A verdade é que temos vivido um estrangulamento destas possibilidades dialógicas dentro e fora da academia. Tomo como exemplo a cidade em que o NUDES/UFSB tem se situado. Teixeira de Freitas é uma cidade de médio porte do extremo sul da Bahia conhecida pelo seu significativo potencial na agricultura, na pecuária e no comércio, o que torna a cidade foco de migrantes na busca de melhores condições econômicas. Sua população média de 162 mil habitantes é composta por uma multiplicidade de sujeitos, nativos e oriundos de outras regiões. Quando consideramos as políticas de educação defendidas no município no ano de 2019, temos a ampliação do ensino militar como referência educacional e a tentativa de implementação do projeto “Escola sem Partido” que ataca, diretamente, a pauta de gêneros e sexualidades na educação. A articulação em torno da aprovação pela câmara de vereadores do projeto “Escola sem Partido” foi duramente combatida por boa parte dos profissionais de educação da região.

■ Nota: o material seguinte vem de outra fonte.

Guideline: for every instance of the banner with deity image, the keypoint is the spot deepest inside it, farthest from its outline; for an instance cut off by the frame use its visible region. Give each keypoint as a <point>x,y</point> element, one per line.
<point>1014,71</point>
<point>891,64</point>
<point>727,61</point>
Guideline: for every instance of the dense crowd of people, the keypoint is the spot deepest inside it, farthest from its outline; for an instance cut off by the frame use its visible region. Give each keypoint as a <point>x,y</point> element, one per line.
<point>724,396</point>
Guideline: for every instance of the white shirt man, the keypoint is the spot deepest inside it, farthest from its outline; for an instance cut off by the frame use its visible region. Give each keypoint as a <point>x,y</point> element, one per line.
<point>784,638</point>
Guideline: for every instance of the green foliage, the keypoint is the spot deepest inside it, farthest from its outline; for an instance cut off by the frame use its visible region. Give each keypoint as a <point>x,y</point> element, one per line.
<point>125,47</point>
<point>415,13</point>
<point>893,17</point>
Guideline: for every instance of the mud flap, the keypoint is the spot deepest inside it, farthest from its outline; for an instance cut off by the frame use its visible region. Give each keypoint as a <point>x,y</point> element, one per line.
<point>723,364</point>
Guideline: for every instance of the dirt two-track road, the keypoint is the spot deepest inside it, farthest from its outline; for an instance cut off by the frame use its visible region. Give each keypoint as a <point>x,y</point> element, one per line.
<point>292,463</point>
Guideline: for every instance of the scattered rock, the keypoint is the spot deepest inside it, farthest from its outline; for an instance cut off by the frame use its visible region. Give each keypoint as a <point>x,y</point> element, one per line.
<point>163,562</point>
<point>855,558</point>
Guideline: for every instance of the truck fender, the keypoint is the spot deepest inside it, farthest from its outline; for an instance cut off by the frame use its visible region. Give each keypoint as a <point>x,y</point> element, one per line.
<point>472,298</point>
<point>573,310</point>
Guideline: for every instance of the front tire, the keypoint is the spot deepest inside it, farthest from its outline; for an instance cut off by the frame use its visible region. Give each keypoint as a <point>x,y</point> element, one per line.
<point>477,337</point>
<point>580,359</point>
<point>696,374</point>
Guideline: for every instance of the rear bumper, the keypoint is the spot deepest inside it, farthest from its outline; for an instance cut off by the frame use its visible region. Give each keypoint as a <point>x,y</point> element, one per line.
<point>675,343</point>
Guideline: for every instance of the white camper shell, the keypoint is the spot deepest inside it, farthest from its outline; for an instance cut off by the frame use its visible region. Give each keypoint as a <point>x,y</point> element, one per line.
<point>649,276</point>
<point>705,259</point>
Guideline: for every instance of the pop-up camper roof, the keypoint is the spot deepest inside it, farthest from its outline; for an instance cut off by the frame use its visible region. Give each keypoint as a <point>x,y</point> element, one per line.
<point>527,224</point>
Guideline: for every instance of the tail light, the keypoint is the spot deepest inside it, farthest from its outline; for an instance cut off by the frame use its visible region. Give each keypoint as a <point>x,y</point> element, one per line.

Foi justamente nesse cenário de conflito que também no ano de 2019 desenvolvi projeto de extensão com alunas do curso de Psicologia numa escola de ensino médio cujo objetivo foi trabalhar gênero, diversidade e relações étnico-raciais através da linguagem do cinema e rodas de conversa. Acompanhando as disputas que se davam no contexto político local, esperávamos que a qualquer momento seríamos interpeladas pela inviabilidade de continuação do projeto, o que não aconteceu. Com essa experiência refletimos que, ainda que pensar as dissidências sexuais e de gênero sempre tenha sido um campo tensionado na educação, há territórios sensíveis e abertos que não temem os antagonismos já traçados pela conflituosa história entre gênero, sexualidade e educação.

O desdobramento da experiência anterior, que contribuiu para a construção da proposta do curso atual ofertado pelo NUDES nos faz pensar no caminho que a universidade deve seguir ao assumir as dissidências sexuais e de gênero, em parte contempladas nos eixos dos projetos pedagógicos das licenciaturas. Extrapola o apoio institucional à iniciativas reconhecidas pela comunidade como necessárias atuando no fortalecimento e construção de um cotidiano de debates formativos que articule as experiências de professores em formação e em atuação, além de outros agentes sociais. Assim, faremos frente a distopia provocada por aqueles que pouco se propõem a compreender as dissidências de sexualidades e gêneros como elementos nos humanizam e nos permitem viver.

* Coordenadora do NUDES/UFSB e professora da Universidade Federal do Sul da Bahia.